= Herbert A. Strauss =

American historian (1918–2005)

Herbert Arthur Strauss (1 June 1918, Würzburg, Germany – 11 March 2005, New York, NY) was a German-born American historian.

== Life ==
Strauss spent his youth in his home town of Würzburg, Bavaria. After school he began a commercial apprenticeship. In 1936 he moved to Berlin, where he headed the Nationale Jugendbüro at the Reichsvertretung der Deutschen Juden. From 1936 until its closure in 1942, he studied at the Hochschule für die Wissenschaft des Judentums in Berlin to prepare for his emigration to Palestine. In March 1942 he obtained his Abitur.

The planned and already approved emigration to Britain failed due to the outbreak of war in September 1939, and from autumn 1940 onwards he worked for the Jewish community in Berlin as an auxiliary Rabbi alongside his studies. In January 1942, he was obliged to do forced labor as a street sweeper. In order to escape the impending deportation, he went underground in October 1942 with his fiancée Lotte Kahle, his later wife. In June 1943 he managed to escape with the help of Luise Meier in Berlin, Elise Höfler and Josef Höfler from Gottmadingen across the green border into the canton of Schaffhausen, Switzerland. Both he (Über dem Abgrund) and his wife (Über den grünen Hüge) describe the years of persecution in a book. At the University of Bern he studied history and received his doctorate in 1946 under Werner Näf with the topic Staat, Bürger, Mensch. Die Grundrechtsdebatte der Deutschen Nationalversammlung zu Frankfurt 1848/49.

In 1946 he went to the USA and taught there as a professor of history at the City College of New York. In 1982, he was appointed to Technische Universität Berlin to become the founding director of the Zentrum für Antisemitismusforschung. In 1990 he returned to the USA; his successor at the Centre was Wolfgang Benz.

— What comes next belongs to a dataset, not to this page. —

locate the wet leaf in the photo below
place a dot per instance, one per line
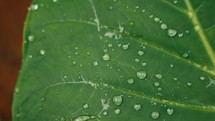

His social science research focused on Jewish emancipation, the history of science and emigration, and the politics of persecution.
Strauss died in New York at the age of 86.

== Writings ==
- Staat, Bürger, Mensch: Die Debatten der deutschen Nationalversammlung 1848/1849 über die Grundrechte (Berner Untersuchungen zur Allgemeinen Geschichte. (Issue 15). Sauerländer, Aarau 1946 (Dissertation, University of Bern).
- with Kurt Grosmann: Gegenwart im Rückblick. Festgabe für die Jüdische Gemeinde zu Berlin 25 Jahre nach dem Neubeginn. Stiehm, Heidelberg 1970.
- Biographisches Handbuch der deutschsprachigen Emigration nach 1933. K. G. Saur, München/New York/London/Paris 1980, ISBN 3-598-10087-6 (with Werner Röder, vol. I: Politik, Wirtschaft, öffentliches Leben) Google Books – Digitalization (in extracts).
- "Jewish Emigration from Germany. Nazi Policies and Jewish Responses", part I–II. In Leo Baeck Institute Year Book 25, 1980, , and Leo Baeck Institute Year Book 26, 1981, .
- edited with Norbert Kampe: Antisemitismus: von der Judenfeindschaft zum Holocaust. Bundeszentrale für Polit. Bildung, Bonn 1984 (Schriftenreihe der Bundeszentrale für Politische Bildung).
- edited with Christhard Hoffmann: Juden und Judentum in der Literatur. dtv, Munich 1985, ISBN 3-423-10513-5.
- Nationalsozialismus: Emigration. Deutsche Wissenschaftler nach 1933. Entlassung und Vertreibung. List of Displaced German Scholars 1936. Supplementary List of Displaced German Scholars 1937. The Emergency Committee in Aid of Displaced Foreign Scholars, Report 1941. Reprints, Technische Universität Berlin, Berlin 1987.
- Lerntage des Zentrums für Antisemitismusforschung VII: Lerntag über Ausländerpolitik 1989: Das Ende der Integration? with Werner Bergmann und Christhard Hoffmann, gemeinsam mit der Research Foundation for Jewish Immigration, New York – am 12. November 1989. TU Berlin, Berlin 1990.
- Über dem Abgrund. Eine jüdische Jugend in Deutschland 1918–1943. Campus Verlag, Frankfurt 1997, ISBN 3-593-35687-2.

==Books about Strauss ==
- Rainer Erb, Michael Schmidt (ed.): Antisemitismus und jüdische Geschichte: Studien zu Ehren von Herbert A. Strauss. Grußwort von Shepard Stone. Wissenschaftlicher Autorenverlag, Berlin 1987.